Lawyers say it might take years or decades to get money from FTX – crypto.news

According to insolvency lawyer Stephen Earel, partner at Co Cordis in Australia, it will be an “enormous exercise” in the liquidation process to realize the crypto assets and then figure out how to distribute the funds, with the process potentially taking years, if not decades. According to him, cross-border bankruptcy concerns are complicated, and several competing jurisdictions exist.
FUD on the rise amid the market crisis
According to the lawyer, years might be added to the timescale due to the difficulties associated with digital assets, cross-border bankruptcy, and competing authorities. Investors are curious about when they can get their money from the now-defunct cryptocurrency exchange FTX, but bankruptcy attorneys caution that it might take decades.
On November 11, the cryptocurrency exchange and 130 affiliates applied for Chapter 11 bankruptcy protection in the US. Earel said people who have made crypto-to-crypto trades may not see the distribution for years and lamented that FTX customers are in line with everyone else, including other creditors, investors, and venture capital backers.

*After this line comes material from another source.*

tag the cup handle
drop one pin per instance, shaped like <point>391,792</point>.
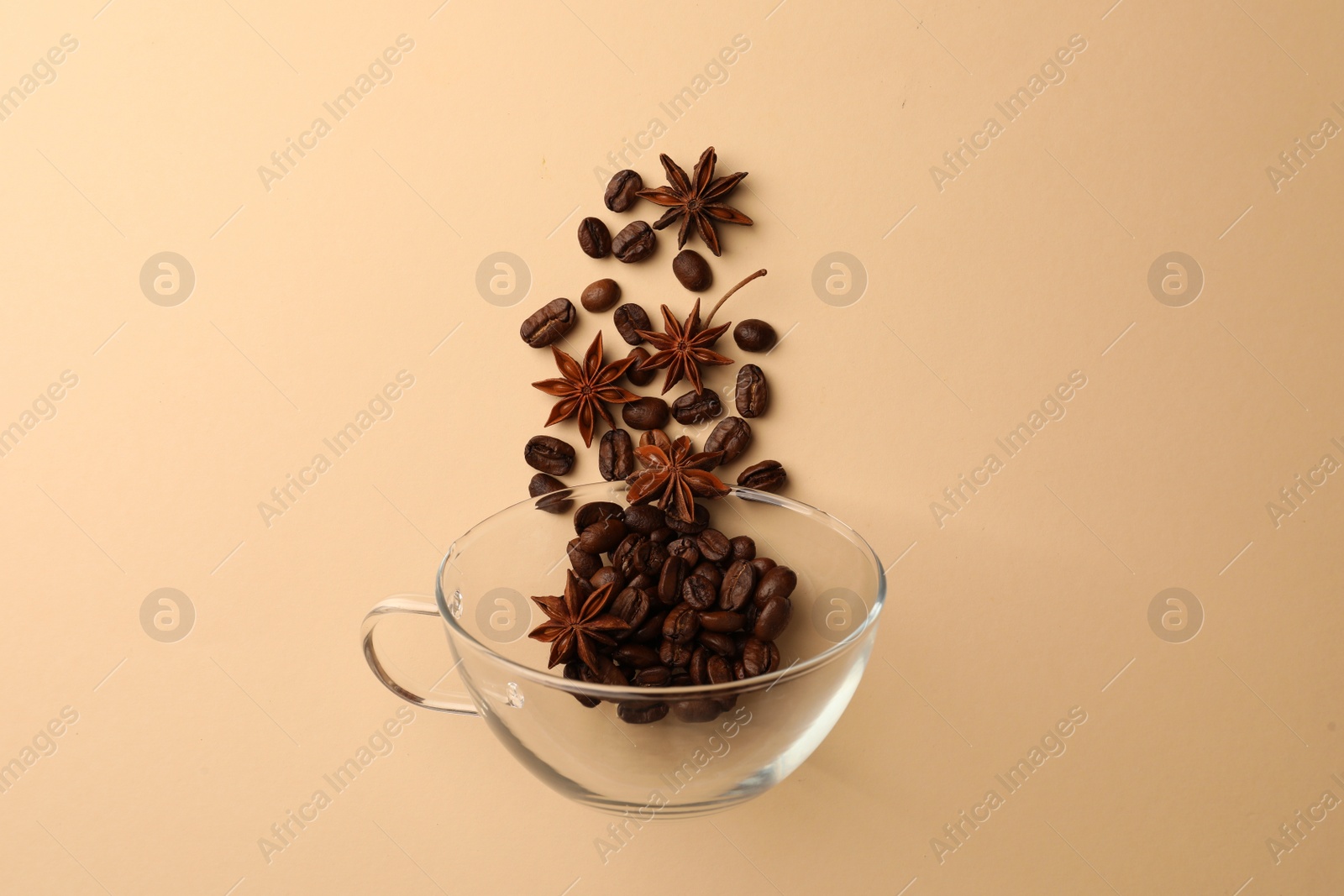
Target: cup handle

Anyone with assets on FTX will become a creditor, with a creditors committee being constituted to protect their rights, according to Simon Dixon, founder of the international investing platform BnkToTheFuture. He has been a vocal participant in the Celsius bankruptcy processes.
According to what is left after bankruptcy fees, the creditors will eventually have access to the residual assets. According to the CEO of Binance Australia, these expenses might be considerable considering the time needed to recover the cash. He also pointed out that this would result in increased legal and administrative costs that would reduce clients’ returns.

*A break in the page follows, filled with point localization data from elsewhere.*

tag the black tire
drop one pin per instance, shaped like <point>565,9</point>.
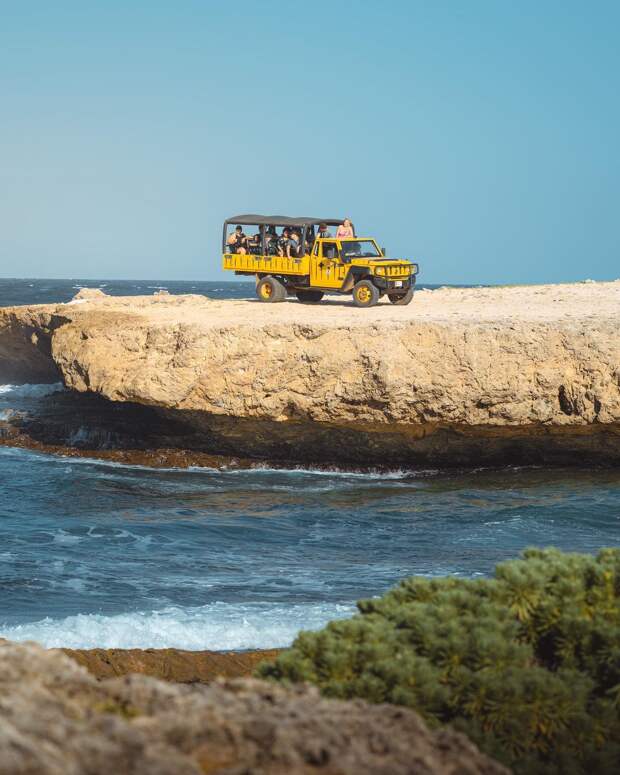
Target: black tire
<point>269,289</point>
<point>309,295</point>
<point>401,298</point>
<point>365,294</point>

Heaver also speaks out on the FTX contagion.
Irina Heaver, a partner at Keystone Law in the United Arab Emirates and a digital assets lawyer, told the press that users in the Middle East, which had the third-largest FTX user base, are also suffering because of the exchange’s demise.
Heaver said that because FTX has already been granted a license and regulatory oversight by the newly established Dubai Virtual Assets Authority regulator (VARA), it poses significant challenges for the regulators because they are already dealing with a “massive regulatory failure.”

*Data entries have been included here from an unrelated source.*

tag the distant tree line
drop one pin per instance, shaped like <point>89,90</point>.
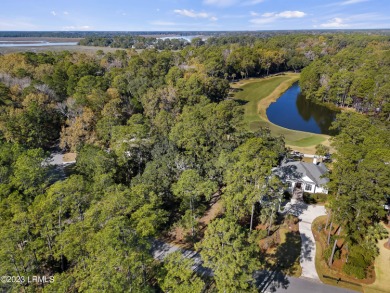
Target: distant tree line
<point>355,77</point>
<point>158,138</point>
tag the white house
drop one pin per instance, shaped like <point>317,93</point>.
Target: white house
<point>303,177</point>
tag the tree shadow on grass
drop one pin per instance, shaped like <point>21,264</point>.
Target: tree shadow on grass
<point>286,257</point>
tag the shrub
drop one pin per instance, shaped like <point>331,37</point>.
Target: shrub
<point>327,252</point>
<point>312,198</point>
<point>337,254</point>
<point>355,271</point>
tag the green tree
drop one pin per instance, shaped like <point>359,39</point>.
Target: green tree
<point>190,188</point>
<point>233,259</point>
<point>179,275</point>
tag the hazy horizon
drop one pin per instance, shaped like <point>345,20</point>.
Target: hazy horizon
<point>185,15</point>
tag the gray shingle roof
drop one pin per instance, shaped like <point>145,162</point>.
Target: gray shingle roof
<point>297,170</point>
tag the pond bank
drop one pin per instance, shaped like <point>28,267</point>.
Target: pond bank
<point>258,94</point>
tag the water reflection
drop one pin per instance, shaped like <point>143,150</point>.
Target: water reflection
<point>292,110</point>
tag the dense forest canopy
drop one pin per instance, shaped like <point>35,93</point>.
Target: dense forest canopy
<point>157,137</point>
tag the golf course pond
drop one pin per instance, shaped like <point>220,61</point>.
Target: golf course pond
<point>293,111</point>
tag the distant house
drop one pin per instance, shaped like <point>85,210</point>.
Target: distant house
<point>303,177</point>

He further stated that the legal system, including courts and bankruptcy administrators, will supervise creditors’ rights only “when and if” FTX enters Chapter 11 bankruptcy processes.
Investors all around the world have seen significant effects as a result of the recent cryptocurrency exchange FTX crash. The defunct bitcoin exchange may have more than 1 million creditors, according to a new report. The insolvent cryptocurrency exchange owes its top 50 debtors “almost $3.1 billion,” according to a Nov. 20 Reuters story.